Your Total Drek Breaking Very Old News Report!

Towards the end of last September a peculiar protest took place. This protest, conducted by thirty-three pastors in twenty-two states, did not involve any marches, or slogan chanting, or tear gas. Instead, it involved those pastors just doing what they always do- preaching. Interestingly, however, they preached not about god, or religion, or even faith, but instead about politics:

This weekend a select team of 33 pastors in 22 states will be preaching on politics in a direct challenge to a federal tax statute that forbids churches from interfering with political campaigns.

The pastors are participating in "Pulpit Freedom Sunday" as part of an effort called the Pulpit Initiative developed by the Alliance Defense Fund, an organization of lawyers dedicated to defending religious liberty.

As WND [World Net Daily] reported earlier, ADF launched the Pulpit Initiative to challenge a 1954 amendment to the Internal Revenue Service code submitted by Democratic Sen. Lyndon B. Johnson that permitted the IRS to revoke a church's tax-exempt status if the preaching gets too political.

The ADF believes that pastors have a First Amendment right to speak on politics if they choose, and that by using its tax authority to limit pulpit content, it is the government, and not the preacher, who is violating the separation of church and state.


Now, a few points. First, World Net Daily is, in my opinion, thoroughly crazy. And oddly I can't decide if they're crazier becuase of the hard conservative Christian line they push, or because it's fairly obvious from their website that the money changers have well and truly entered the temple. Second, the "Alliance Defense Fund" isn't so much a group that defends religious liberty as a group that promotes conservative Christianity. So, whereas the ACLU has a habit of defending groups they more or less find distasteful, the ADF is not inclined to defend anyone's religious liberty except for conservative Christians. And I'm not the only one who says so.

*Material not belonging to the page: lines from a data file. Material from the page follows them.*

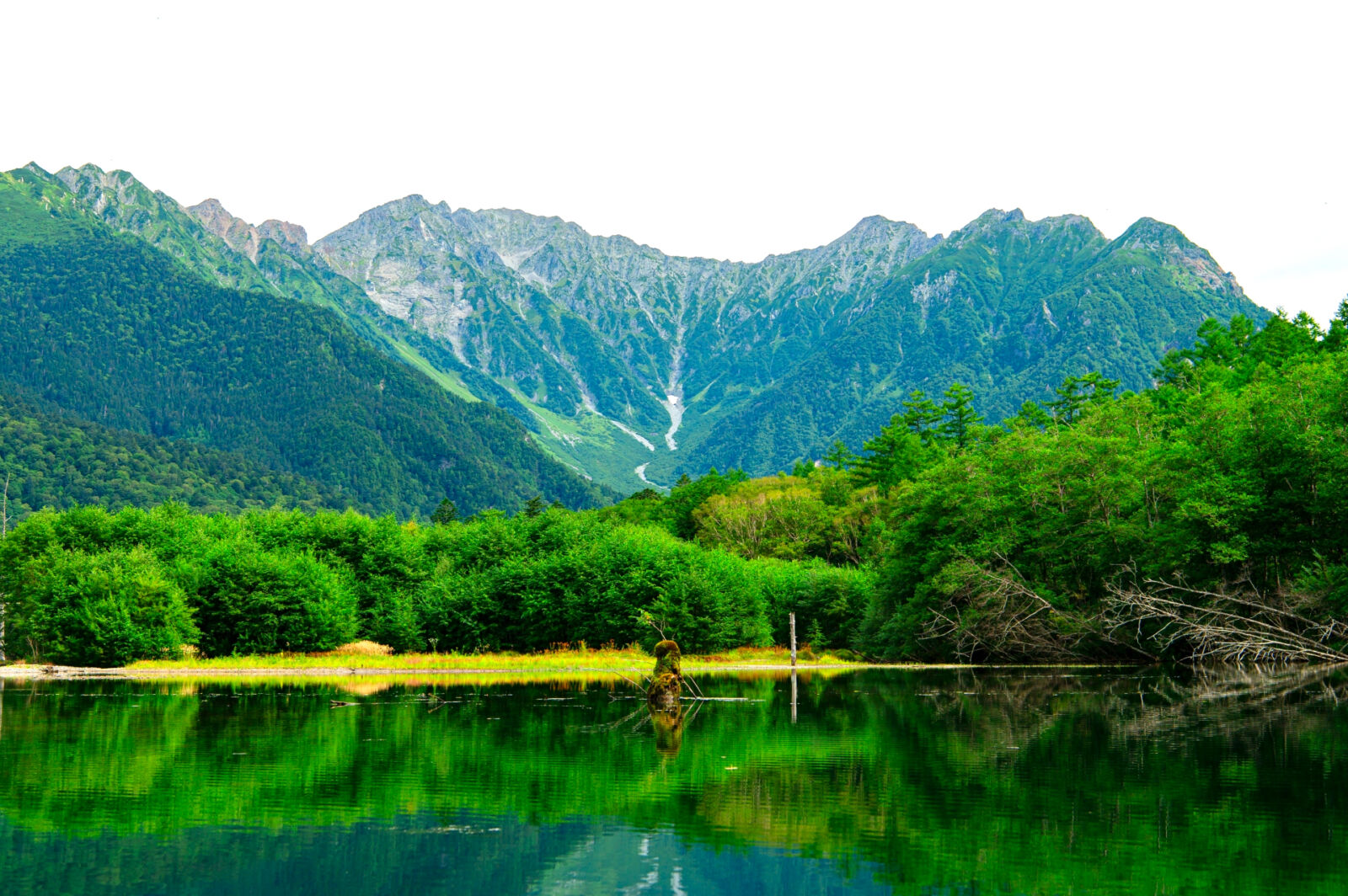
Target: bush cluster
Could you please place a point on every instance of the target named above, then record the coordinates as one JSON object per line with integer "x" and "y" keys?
{"x": 91, "y": 586}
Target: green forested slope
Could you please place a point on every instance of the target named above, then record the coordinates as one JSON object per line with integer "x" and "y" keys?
{"x": 53, "y": 458}
{"x": 114, "y": 330}
{"x": 1006, "y": 307}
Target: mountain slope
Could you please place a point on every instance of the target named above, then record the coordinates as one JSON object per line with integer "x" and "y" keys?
{"x": 714, "y": 363}
{"x": 604, "y": 341}
{"x": 631, "y": 365}
{"x": 53, "y": 458}
{"x": 115, "y": 330}
{"x": 1006, "y": 307}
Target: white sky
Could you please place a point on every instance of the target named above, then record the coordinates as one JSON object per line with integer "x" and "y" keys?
{"x": 720, "y": 130}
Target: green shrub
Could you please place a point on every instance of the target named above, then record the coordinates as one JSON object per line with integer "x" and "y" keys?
{"x": 98, "y": 610}
{"x": 253, "y": 601}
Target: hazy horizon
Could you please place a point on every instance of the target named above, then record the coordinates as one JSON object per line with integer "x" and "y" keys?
{"x": 728, "y": 134}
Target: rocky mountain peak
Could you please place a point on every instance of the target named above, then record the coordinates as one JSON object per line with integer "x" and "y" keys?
{"x": 242, "y": 236}
{"x": 293, "y": 236}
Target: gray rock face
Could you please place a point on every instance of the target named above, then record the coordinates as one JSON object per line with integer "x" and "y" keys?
{"x": 634, "y": 367}
{"x": 580, "y": 323}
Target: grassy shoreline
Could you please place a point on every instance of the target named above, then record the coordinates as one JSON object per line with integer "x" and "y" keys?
{"x": 563, "y": 664}
{"x": 570, "y": 662}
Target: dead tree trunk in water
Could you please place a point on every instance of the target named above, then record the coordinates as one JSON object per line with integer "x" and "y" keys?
{"x": 667, "y": 682}
{"x": 1246, "y": 627}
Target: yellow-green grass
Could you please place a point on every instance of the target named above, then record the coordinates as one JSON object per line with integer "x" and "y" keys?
{"x": 559, "y": 660}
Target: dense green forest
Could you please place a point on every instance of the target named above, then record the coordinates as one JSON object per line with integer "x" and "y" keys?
{"x": 1204, "y": 518}
{"x": 119, "y": 333}
{"x": 53, "y": 458}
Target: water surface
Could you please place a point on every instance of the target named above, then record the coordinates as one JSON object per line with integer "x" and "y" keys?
{"x": 874, "y": 781}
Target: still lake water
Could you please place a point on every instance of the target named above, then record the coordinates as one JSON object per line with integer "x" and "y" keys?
{"x": 880, "y": 781}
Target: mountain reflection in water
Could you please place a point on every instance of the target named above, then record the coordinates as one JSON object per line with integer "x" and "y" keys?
{"x": 912, "y": 781}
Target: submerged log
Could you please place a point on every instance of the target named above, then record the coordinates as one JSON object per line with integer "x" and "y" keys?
{"x": 667, "y": 682}
{"x": 669, "y": 729}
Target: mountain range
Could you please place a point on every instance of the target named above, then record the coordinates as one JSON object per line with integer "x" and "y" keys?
{"x": 634, "y": 367}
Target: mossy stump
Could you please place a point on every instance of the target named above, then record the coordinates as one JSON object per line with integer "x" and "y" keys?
{"x": 667, "y": 682}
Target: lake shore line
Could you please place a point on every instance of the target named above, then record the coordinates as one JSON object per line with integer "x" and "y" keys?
{"x": 22, "y": 671}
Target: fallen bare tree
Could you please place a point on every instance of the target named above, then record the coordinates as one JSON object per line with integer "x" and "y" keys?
{"x": 991, "y": 613}
{"x": 1197, "y": 626}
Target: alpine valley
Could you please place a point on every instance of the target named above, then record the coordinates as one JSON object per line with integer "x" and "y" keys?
{"x": 424, "y": 350}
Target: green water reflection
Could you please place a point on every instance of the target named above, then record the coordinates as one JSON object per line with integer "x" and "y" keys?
{"x": 940, "y": 781}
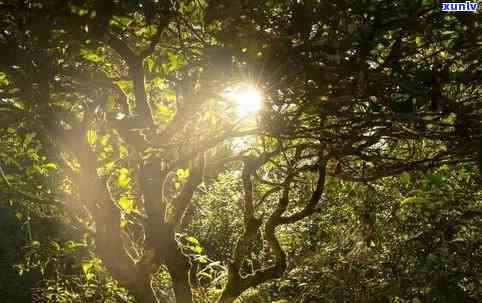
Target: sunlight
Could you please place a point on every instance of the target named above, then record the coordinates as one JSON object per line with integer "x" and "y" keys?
{"x": 247, "y": 98}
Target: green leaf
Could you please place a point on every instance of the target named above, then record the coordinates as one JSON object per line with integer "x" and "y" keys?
{"x": 192, "y": 240}
{"x": 436, "y": 180}
{"x": 182, "y": 174}
{"x": 126, "y": 204}
{"x": 123, "y": 180}
{"x": 91, "y": 136}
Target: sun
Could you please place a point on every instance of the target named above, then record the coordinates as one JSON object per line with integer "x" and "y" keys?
{"x": 248, "y": 99}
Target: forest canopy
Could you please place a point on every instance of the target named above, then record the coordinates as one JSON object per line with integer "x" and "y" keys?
{"x": 240, "y": 151}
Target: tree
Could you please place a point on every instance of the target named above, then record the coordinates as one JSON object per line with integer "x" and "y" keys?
{"x": 126, "y": 100}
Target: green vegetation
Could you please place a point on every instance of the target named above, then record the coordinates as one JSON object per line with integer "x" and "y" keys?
{"x": 136, "y": 166}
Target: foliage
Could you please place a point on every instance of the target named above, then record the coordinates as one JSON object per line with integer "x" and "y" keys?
{"x": 133, "y": 177}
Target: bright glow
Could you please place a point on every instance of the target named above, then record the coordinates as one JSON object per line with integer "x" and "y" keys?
{"x": 248, "y": 99}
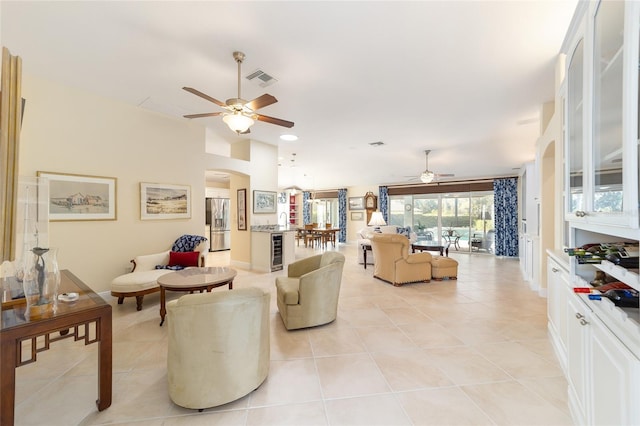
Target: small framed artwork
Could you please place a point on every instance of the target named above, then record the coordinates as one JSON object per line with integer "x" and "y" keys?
{"x": 80, "y": 197}
{"x": 164, "y": 201}
{"x": 264, "y": 202}
{"x": 356, "y": 203}
{"x": 242, "y": 209}
{"x": 357, "y": 215}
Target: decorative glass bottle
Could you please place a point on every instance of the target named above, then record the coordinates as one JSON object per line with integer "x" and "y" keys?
{"x": 41, "y": 283}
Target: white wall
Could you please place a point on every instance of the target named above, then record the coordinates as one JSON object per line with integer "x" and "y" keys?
{"x": 70, "y": 131}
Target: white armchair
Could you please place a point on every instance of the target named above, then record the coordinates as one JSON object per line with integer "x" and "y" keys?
{"x": 364, "y": 238}
{"x": 218, "y": 346}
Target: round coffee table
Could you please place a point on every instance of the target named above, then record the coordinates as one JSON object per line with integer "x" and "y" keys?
{"x": 194, "y": 279}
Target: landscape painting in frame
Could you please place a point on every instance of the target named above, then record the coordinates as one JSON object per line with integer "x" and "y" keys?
{"x": 80, "y": 197}
{"x": 264, "y": 202}
{"x": 164, "y": 201}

Next, we need to consider the reason for the tax exemption for religious organizations. John Marshall, Chief Justice of the U.S. Supreme Court from 1801 until 1835 famously observed in McCulloch vs. Maryland that "...the power to tax involves the power to destroy." In other words, if one organization can impose a financial burden on another then it can, in theory, destroy that organization without technically outlawing it. Based on this logic religious organizations are granted a tax exemption, thus protecting them from state intervention that would be technically legal but in violation of the spirit of the constitution. Put differently, if the government can tax, say, Evangelical churches so heavily that they can't survive then it has the ability to outlaw Evangelical Christianity without actually making it against the law and, thereby, side-step the constitution. I have no problem with this logic and agree that religious organizations should be tax exempt. When the IRS tax code was amended in 1954 to make this exemption provisional on churches not engaging in political activity, the idea was simple: if the government has to keep its hands off of religion then, logically, religion should keep its hands off of government.

At least officially. Everyone knows that religious groups will have political agendas, but this provision at least provides a mechanism for keeping it from getting totally out of control.

These pastors are arguing that their first amendment rights are being restricted, and maybe they are,* but the purpose is to maintain the separation of church and state that it a fundamental part of the constitution. And oddly, this policy protects members of every faith from being overwhelmed by those of another. Under the guise of working for their constitutional rights, these pastors are trying to have their cake and eat it to- to prevent the government from influencing them, while retaining their ability to influence the government.

And maybe it's just me, but that ain't right.


* Keep in mind, however, that it is well-established in case law that the first amendment does not protect all kinds of speech. Think of yelling "fire!" in a crowded theatre, for example.